Wednesday, May 30, 2018

What being a rubber duck taught me about problem solving

Long ago, before I discovered the web, (yes, there was a time before the Internet had entered everyone's lives) I was working as a Mechanical Engineer in training.

One day, I get called to the boss' desk (open plan happened before the internet), and he's got this problem. Thousands of steering wheels we manufactured at a plant 600KM away weren't working.
"Not working, how can a steering wheel… not work?" I asked, puzzled.
"Well, they're making a noise" says the boss. "something about a squeaking noise when turning the wheel. They want to send the whole batch back to the plant, scrap the lot, get another batch and/or fine us".

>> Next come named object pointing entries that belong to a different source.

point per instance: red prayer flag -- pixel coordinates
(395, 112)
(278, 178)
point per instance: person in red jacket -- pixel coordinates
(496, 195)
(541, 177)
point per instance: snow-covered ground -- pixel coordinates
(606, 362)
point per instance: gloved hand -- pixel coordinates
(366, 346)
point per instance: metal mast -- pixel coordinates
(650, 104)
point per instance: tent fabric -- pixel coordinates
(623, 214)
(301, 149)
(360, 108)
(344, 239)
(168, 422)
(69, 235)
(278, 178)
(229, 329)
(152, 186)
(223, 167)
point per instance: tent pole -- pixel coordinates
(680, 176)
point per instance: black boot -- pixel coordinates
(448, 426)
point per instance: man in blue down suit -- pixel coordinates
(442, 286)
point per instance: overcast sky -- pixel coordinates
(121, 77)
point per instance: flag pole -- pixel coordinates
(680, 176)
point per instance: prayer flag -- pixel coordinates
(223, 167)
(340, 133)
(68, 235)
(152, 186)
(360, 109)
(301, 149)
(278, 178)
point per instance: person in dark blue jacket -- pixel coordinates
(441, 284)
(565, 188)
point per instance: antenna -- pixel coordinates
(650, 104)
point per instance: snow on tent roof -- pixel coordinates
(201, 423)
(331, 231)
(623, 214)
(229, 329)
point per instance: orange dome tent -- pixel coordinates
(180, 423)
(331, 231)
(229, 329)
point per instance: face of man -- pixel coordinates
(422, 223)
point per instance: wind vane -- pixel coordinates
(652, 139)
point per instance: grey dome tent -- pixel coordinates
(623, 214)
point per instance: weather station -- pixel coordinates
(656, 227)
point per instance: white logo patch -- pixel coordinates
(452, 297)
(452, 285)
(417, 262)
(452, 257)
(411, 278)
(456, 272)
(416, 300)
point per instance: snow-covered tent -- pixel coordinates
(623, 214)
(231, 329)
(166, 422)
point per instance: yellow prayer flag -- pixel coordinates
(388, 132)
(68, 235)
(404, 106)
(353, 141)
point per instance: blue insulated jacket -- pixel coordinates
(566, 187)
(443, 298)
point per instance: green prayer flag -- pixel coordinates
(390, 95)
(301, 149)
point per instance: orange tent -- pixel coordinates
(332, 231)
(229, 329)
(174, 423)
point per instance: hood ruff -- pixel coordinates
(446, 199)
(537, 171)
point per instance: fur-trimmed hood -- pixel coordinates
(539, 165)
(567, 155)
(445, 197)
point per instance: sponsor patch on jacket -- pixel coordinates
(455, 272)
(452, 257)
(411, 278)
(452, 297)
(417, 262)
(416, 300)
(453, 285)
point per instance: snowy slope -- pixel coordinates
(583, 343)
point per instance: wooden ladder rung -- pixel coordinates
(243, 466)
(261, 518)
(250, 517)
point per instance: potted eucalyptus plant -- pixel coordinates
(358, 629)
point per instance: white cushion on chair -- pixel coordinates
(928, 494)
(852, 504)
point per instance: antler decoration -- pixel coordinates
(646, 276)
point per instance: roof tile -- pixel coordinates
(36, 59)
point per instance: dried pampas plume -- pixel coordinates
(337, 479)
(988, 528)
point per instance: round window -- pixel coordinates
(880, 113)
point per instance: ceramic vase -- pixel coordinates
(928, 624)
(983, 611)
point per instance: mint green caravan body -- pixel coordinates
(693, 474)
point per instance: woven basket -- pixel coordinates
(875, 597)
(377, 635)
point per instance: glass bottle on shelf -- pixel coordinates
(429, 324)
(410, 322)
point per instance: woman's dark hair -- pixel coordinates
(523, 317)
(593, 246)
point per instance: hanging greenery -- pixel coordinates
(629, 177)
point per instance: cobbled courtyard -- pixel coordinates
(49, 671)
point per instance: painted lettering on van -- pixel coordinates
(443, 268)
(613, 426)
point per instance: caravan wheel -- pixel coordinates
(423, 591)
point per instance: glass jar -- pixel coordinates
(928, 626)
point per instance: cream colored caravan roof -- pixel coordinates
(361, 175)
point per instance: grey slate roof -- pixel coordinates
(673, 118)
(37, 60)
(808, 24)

When you're building cars, steering wheels are serious business, I guess. The whole car plant would stop, wait for the new batch, and lose money, because every 11 minutes, a car was rolling out of the doors, to fulfil an order. Everyone up the entire chain was going to get hit.
I had to go to the customer's plant, about 50KM away, and solve the problem. In retrospect, sending a junior trainee wanna-be engineer in training to the plant was probably just an exercise in demonstrating action to the client, whilst they flew the REAL experts in. This, in itself is a clever move, but I digress…

I end up at the plant. Everyone's tense. The customer has decided to keep producing vehicles, in the hope that at least some will be OK, and/or that the problem, when found, could be fixed relatively easily. In the meantime, they've got cars, filling up their buffer parking-lot, out there in the hot African sun, not earning any money. The Lead Engineer in charge of QA takes me out to the lot, and I see something like 200 cars there. All are the luxury, high-end model. Popular seller. Reputation builders. And now, something is wrong…

Giving me a bunch of keys, he tells me to check out any cars I want. They all behave the same. There's a number on a tag attached to each key, and the corresponding number, written in big, angry letters in white chinagraph pencil on the windscreen. He turns, shoulders slumped toward the plant. "I'll be in the QA office" he shouts over his shoulder. He's aware of the theatre here, and doesn't have the energy or time to participate. Likely he's going back to the office to work on his CV or cry or something.

Swearing mentally in all the languages I know, fighting nausea and the urge to run away, I climb in the first car. I've never even been in one before. To this day, I still don't actually own one. Starting it up, it purrs like a kitten. All I can hear is the faint wheeze as I move around in the fancy leather seats, looking for controls and levers. Turning the wheel, I hear a faint (very faint) scratching noise. "If this is the problem, rich folks need to get over themselves" I think. Driving the car forward, starting to do laps around the parking lot, I come up to a left turn.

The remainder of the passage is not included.